The history about the construction of Welekade market building is unclear, with many people believing that it was erected by the Dutch as a kind of castle or fortress. According to more reliable sources the building was constructed by the British in 1889, as the first public building in the Uva province. Due to its historical importance, the Welekade building has been formally recognised by the government as an archaeological protected monument. The designation was declared on 6 June 2008 under the government Gazette number 1553.

==History==
On 1 February 1886 the British government proclaimed Uva as a separate province of Ceylon and A. A. King was appointed as the new government agent for the province. As a benefit of closer relationship with the central government, King arranged for a new market building to be constructed in Badulla in 1889, three years after the proclamation of the province. It is said that the cost for the construction of the building was 5000 rupees. The further advantages gained by the province were construction of a new hospital and a Kachcheri building in close proximity to the market in 1890, and 1891 respectively.

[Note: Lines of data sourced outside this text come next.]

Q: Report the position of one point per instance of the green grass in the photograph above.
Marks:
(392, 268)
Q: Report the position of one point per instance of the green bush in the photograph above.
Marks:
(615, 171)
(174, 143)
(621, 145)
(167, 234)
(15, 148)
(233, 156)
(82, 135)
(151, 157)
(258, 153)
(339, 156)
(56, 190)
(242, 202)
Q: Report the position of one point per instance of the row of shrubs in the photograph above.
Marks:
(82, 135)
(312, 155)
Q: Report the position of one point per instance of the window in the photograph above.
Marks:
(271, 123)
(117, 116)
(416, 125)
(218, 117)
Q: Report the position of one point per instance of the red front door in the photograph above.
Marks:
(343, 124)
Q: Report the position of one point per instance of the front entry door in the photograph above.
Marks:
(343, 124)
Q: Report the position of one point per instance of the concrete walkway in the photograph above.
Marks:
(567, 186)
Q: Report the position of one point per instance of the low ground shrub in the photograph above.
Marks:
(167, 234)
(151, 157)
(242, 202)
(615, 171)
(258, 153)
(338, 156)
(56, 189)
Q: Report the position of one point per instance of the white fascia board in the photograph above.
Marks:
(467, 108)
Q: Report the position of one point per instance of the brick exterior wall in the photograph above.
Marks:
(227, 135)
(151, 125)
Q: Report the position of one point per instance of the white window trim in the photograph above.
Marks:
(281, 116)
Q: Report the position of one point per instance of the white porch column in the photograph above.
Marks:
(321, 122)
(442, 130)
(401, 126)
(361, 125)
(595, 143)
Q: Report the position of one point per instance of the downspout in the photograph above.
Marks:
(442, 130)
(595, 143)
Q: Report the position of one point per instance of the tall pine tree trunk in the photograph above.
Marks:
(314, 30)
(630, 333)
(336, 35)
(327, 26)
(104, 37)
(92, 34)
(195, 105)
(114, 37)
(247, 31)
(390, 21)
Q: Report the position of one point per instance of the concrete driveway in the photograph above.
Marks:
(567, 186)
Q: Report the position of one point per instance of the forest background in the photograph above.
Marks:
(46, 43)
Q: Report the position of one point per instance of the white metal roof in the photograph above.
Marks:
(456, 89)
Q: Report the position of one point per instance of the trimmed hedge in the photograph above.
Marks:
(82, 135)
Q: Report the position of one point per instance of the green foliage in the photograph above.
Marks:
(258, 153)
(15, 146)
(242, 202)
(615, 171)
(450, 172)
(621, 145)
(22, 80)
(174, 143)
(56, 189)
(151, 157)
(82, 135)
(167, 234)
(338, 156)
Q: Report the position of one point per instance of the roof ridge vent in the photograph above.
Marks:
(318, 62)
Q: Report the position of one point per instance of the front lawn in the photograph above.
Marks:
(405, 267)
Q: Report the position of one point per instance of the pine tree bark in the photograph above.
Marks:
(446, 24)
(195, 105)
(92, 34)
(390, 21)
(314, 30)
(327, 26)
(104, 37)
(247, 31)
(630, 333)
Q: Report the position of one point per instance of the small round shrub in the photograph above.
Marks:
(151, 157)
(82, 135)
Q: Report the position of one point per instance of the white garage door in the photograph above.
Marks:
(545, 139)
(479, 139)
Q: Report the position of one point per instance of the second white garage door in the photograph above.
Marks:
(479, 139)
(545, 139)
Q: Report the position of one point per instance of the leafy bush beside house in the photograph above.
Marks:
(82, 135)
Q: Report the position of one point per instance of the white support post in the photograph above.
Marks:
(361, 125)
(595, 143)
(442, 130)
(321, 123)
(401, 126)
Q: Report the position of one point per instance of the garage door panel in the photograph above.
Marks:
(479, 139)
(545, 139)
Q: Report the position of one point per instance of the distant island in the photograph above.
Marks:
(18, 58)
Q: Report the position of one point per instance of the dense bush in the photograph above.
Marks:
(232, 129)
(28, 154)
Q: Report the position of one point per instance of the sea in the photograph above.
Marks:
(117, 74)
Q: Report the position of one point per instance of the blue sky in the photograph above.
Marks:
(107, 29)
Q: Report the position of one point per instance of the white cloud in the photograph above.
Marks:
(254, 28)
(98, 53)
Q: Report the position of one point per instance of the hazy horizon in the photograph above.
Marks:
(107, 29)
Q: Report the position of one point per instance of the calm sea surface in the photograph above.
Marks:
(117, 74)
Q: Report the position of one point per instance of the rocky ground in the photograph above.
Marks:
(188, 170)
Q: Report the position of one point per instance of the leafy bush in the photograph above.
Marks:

The market has been built on the escarpment near a paddy field, and thus it may have resulted in its name, Welekade (shop of the paddy field). The building is said to be the first structure built under an autonomous province.

==Building==
The market building has British architectural features, which can not be found anywhere in the country. The building was built in the shape of cross with a central high roof with a lower roof over the four entrances. The inner space layout consists of an octagonal shaped central compound with four corridors. The corridors are built at right angles to each other. The centre of the building is an open space which rises up to a turret.